Question

Derive an expression of the mean free path of a gas molecule assuming a hard sphere collision. Calculate the ratio of the mean free path of CO molecules in a vessel at a pressure P1=10-4 Torr at 300 K to that at a pressure P2=10-9 Torr at the same temperature. (CO molecules d =0.73nm)

Answer 1

Mean free path of a gas molecule is the distance covered by a number of gas molecules subjected to internal collision, in a given span of time.

Mathematically, mean free path = D = (distance travelled by molecules in a certain time / number of collisions in that time)

Or, D = v_a * t / (π * d² * v_r * t * [P/kT])....(i) , where,

v_a = average velocity of gas molecules

t = time-span

d = diameter of gas molecules

v_r = relative velocity of gas molecules

P = pressure to which molecules are subjected

k = Boltzmann Constant

T = absolute temperature

Recognizing that v_r = √ (2) * v_a , from (i) , we have,

D = v_a * t / (π * d² * √ 2 * v_a * t * [P/kT])
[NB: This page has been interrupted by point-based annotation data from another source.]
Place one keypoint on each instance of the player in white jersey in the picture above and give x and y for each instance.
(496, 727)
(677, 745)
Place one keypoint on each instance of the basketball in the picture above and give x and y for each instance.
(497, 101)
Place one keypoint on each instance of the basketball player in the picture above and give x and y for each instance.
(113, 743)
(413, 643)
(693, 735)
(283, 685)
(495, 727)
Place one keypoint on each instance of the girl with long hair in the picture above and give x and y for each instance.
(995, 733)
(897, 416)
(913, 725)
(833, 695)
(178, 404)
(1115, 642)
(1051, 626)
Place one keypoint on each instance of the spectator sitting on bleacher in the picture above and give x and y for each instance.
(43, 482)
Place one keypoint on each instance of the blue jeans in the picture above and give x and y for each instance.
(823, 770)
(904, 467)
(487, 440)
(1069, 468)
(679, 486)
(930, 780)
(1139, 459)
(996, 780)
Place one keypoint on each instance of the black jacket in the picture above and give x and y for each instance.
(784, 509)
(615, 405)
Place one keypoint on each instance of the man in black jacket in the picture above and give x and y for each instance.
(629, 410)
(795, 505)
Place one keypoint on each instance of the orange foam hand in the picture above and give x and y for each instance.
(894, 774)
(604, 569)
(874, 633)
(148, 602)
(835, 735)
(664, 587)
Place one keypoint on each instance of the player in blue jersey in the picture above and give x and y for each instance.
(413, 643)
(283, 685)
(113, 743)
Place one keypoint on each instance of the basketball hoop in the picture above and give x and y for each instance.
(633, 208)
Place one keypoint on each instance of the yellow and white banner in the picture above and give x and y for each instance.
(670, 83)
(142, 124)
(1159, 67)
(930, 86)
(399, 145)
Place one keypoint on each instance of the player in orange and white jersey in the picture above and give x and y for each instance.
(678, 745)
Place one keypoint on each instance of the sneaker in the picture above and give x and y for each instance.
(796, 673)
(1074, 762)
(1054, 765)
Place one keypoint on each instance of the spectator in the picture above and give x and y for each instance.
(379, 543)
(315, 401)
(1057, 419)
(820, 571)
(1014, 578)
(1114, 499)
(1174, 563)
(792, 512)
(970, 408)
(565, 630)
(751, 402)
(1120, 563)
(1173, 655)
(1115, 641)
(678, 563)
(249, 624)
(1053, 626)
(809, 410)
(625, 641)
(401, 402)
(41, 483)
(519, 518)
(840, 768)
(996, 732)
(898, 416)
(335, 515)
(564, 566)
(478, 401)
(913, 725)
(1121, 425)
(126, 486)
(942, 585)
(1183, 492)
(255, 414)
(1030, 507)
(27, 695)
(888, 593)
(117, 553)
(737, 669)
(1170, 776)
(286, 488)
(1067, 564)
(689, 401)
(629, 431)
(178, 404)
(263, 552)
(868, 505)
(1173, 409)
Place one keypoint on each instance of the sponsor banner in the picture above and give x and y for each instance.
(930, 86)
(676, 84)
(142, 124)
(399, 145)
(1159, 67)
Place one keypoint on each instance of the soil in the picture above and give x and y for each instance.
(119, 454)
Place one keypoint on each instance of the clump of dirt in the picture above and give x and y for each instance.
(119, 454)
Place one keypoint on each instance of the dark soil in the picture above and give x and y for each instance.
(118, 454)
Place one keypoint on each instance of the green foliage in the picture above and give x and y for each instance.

Or , D = 1 / (√ 2 π d² * [P/kT])....(ii)

From (ii), we can infer that all factors remaining constant, the mean free path is inversely proportional to the pressure.

Thus, re-ordering (ii), we have,

D = kT / (√2 * π * d² * P)....(iii)

Now, since given that temperature is constant at 300 K and d = constant = 0.73 nm, we consider the parameter

[ kT / (√2 * π * d²)] as a constant K (say).

Thus, from (iii),

D = K / P

Or, D1 / D2 = P2 / P1....(iv)

Now given that P1 = 10^-4 Torr and P2 = 10^-9 Torr

From (iv), D1 / D2 = (10^-9 / 10^-4) = 10^-5

Or, (D1 / D2) = 10^-5

Thus, the mean free path travelled by gas molecules in the second vessel (D2) is 10⁵ times more than that in the first vessel (D1).